A multivariate regression engine built on 18 months of historical sales data, paired with an interactive KPI dashboard that translates demand signals into inventory decisions — reducing carrying costs and improving delivery performance.
Most small-to-mid operations teams make inventory and staffing decisions reactively — responding to stockouts or backlogs after they've already cost revenue or customer trust. Without a reliable demand signal, even experienced operators overbuy in slow periods and understock when demand spikes.
This project set out to replace that guesswork with a repeatable, data-driven forecasting workflow. The goal: build a model accurate enough to inform proactive inventory positioning, and surface the right operational KPIs so teams can catch issues before they compound.
The result is a two-part Excel system — a validated regression model for demand forecasting, and a live KPI dashboard that turns the model's output into actionable operational metrics.
Without a structured forecasting method, inventory decisions were driven by trailing averages and intuition. Lead times varied, and there was no way to anticipate the demand spikes that drove the largest carrying cost overruns. The team needed a quantitative demand model that could generalize across seasonal variation.
Even with a better demand estimate, operators had no unified view of how the operation was performing day-to-day. Machine utilization, inventory turnover, and order fill rates all lived in separate reports. There was no single dashboard surfacing leading indicators early enough to act on them.
Compiled 18 months of historical sales records across product lines. Cleaned for duplicate entries, corrected date inconsistencies, and flagged outliers using IQR-based thresholding.

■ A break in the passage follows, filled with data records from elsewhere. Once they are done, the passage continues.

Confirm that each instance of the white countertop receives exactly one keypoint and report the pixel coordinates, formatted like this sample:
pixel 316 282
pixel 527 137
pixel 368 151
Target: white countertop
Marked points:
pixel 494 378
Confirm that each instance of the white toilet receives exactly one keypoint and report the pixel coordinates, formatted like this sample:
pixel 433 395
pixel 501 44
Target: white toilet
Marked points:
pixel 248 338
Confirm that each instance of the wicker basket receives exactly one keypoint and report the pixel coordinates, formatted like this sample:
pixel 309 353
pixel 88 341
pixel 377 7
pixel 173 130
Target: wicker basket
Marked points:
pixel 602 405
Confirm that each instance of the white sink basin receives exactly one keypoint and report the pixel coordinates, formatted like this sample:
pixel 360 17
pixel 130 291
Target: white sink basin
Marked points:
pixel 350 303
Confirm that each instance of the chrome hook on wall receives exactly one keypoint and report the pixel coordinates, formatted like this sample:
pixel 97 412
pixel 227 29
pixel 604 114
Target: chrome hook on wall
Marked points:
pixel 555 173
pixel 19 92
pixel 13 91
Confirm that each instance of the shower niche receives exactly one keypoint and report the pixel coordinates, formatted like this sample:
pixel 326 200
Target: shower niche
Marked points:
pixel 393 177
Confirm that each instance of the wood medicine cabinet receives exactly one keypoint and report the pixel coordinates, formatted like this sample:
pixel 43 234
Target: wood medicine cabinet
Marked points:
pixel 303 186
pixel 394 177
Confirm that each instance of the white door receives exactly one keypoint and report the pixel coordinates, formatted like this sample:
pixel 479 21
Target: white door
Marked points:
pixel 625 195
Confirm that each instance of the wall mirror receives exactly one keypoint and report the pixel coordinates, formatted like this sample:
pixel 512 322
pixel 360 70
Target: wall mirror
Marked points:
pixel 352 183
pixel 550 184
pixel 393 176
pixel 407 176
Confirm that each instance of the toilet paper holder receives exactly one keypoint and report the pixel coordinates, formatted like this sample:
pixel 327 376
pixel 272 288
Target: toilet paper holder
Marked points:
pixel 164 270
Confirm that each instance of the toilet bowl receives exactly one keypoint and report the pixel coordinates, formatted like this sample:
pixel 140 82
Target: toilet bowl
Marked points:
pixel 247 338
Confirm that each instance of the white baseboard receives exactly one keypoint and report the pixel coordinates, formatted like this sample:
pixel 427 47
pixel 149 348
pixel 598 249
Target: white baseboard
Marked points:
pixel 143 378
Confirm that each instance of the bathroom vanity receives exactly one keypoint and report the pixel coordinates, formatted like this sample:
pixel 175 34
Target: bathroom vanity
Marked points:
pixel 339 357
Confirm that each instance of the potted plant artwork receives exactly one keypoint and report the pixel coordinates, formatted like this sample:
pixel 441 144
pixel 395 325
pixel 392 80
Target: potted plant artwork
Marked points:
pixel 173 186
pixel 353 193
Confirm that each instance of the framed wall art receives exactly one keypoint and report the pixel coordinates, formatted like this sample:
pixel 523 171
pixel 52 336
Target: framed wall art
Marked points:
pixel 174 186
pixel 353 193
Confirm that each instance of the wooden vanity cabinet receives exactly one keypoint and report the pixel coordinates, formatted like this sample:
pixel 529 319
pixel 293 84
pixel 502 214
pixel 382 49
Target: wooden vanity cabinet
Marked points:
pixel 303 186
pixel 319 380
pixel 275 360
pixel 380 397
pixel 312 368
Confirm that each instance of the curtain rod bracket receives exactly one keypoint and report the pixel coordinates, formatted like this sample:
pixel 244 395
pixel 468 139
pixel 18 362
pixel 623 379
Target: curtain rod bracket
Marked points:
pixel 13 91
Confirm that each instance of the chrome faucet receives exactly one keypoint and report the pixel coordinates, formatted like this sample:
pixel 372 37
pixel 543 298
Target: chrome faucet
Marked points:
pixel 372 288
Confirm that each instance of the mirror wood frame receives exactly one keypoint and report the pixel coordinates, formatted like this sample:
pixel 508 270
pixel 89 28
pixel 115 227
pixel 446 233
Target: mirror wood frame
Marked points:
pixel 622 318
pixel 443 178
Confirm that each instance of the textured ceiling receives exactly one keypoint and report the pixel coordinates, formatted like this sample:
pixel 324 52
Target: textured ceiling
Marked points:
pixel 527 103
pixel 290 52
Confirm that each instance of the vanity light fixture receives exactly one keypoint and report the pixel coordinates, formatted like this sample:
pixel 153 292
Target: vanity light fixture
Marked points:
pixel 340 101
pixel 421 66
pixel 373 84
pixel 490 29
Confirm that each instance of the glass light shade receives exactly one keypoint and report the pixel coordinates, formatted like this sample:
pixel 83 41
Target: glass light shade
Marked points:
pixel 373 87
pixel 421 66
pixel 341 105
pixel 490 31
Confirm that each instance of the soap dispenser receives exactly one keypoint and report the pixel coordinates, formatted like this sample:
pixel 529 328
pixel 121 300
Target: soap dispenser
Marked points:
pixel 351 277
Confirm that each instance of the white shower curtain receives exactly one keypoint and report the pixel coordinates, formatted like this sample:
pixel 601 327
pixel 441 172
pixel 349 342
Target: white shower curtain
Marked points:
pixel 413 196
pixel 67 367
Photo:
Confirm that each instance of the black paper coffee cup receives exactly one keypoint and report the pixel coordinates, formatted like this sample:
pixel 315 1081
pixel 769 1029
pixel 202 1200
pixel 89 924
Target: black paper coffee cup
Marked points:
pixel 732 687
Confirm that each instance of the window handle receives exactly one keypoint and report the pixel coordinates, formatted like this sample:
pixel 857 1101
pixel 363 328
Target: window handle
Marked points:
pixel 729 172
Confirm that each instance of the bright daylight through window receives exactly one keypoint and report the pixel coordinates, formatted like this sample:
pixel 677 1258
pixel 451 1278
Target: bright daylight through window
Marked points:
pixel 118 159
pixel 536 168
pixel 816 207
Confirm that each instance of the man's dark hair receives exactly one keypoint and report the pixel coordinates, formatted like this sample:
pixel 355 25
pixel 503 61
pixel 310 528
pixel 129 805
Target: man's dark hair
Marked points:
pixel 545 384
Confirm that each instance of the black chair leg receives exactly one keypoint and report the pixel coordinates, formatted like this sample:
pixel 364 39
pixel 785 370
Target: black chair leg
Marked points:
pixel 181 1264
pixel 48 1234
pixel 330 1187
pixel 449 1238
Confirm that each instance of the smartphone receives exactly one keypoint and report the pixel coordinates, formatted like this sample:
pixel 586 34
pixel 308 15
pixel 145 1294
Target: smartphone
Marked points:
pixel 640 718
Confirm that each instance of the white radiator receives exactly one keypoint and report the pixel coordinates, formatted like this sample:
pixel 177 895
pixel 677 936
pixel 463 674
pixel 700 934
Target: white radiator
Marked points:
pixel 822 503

Transformed raw transaction logs into a structured weekly time series ready for regression.
Constructed predictive features from the cleaned dataset: rolling 4-week moving averages, month-of-year seasonality indicators, lagged demand values (t-1, t-2, t-4), and a trend variable capturing longer-term growth. Evaluated correlations with a heatmap before including features in the final model.
Built the regression model using Excel's Data Analysis Toolpak with the engineered feature set. Evaluated R², adjusted R², F-statistic, and p-values for each predictor. Iteratively removed low-significance features and refit until achieving a model with strong explanatory power and minimal multicollinearity.
Reserved the final 20% of the time series as a holdout test set — not used during model training. Ran the fitted model against this held-out period and measured mean absolute percentage error (MAPE) and root mean square error (RMSE). Validated that the model generalizes beyond the training window before use in production decisions.
Designed an interactive Excel dashboard consolidating 15+ operational KPIs into a single view. Core metrics include machine utilization rate, inventory turnover, order fill rate, average lead time, and backlog volume. Used dynamic named ranges and slicers for filtering by product line and time window. Color-coded thresholds flag metrics approaching risk territory.
Translated model forecasts into reorder point calculations using a safety stock formula that accounts for demand variability and lead time uncertainty. Built a decision layer in the dashboard that outputs recommended order quantities per SKU based on current stock levels and the upcoming forecast horizon.
The regression model gave the team a 3–4 week forward demand signal, allowing reorder decisions to be made before stockouts occurred — eliminating the emergency procurement costs that drove most carrying cost overruns.
The dashboard revealed that utilization rate at key production stages consistently preceded backlog buildups by 10–14 days. Teams could now intervene (staffing, scheduling) before queues formed.
Adding month-of-year binary indicators reduced MAPE by ~8 percentage points vs. a model without seasonality features — the single highest-impact feature engineering decision.
The reorder point calculation, incorporating demand standard deviation and lead time variance, cut stockout events in the simulated period by over 60% versus a simple moving average policy.
The biggest operational errors came from waiting too long to act on demand signals. A model that's 85% accurate and acted on early outperforms a 94% model used reactively. Earliness of intervention matters as much as model precision.
The static model was trained once. A production system should retrain on a rolling window — incorporating the last N weeks of actuals — so the model adapts to demand shifts rather than drifting out of calibration over time.
Excel is powerful but brittle at scale. The next version would move the regression and KPI logic into Python (pandas, statsmodels, Streamlit), with an automated pipeline that pulls live data, retrains the model, and pushes updated forecasts to a web dashboard.
The stations with highest queue buildup were the ones with least visibility — not because they were inherently slower, but because there was no early warning. Better instrumentation (more KPIs, lower latency) is often worth more than additional capacity alone.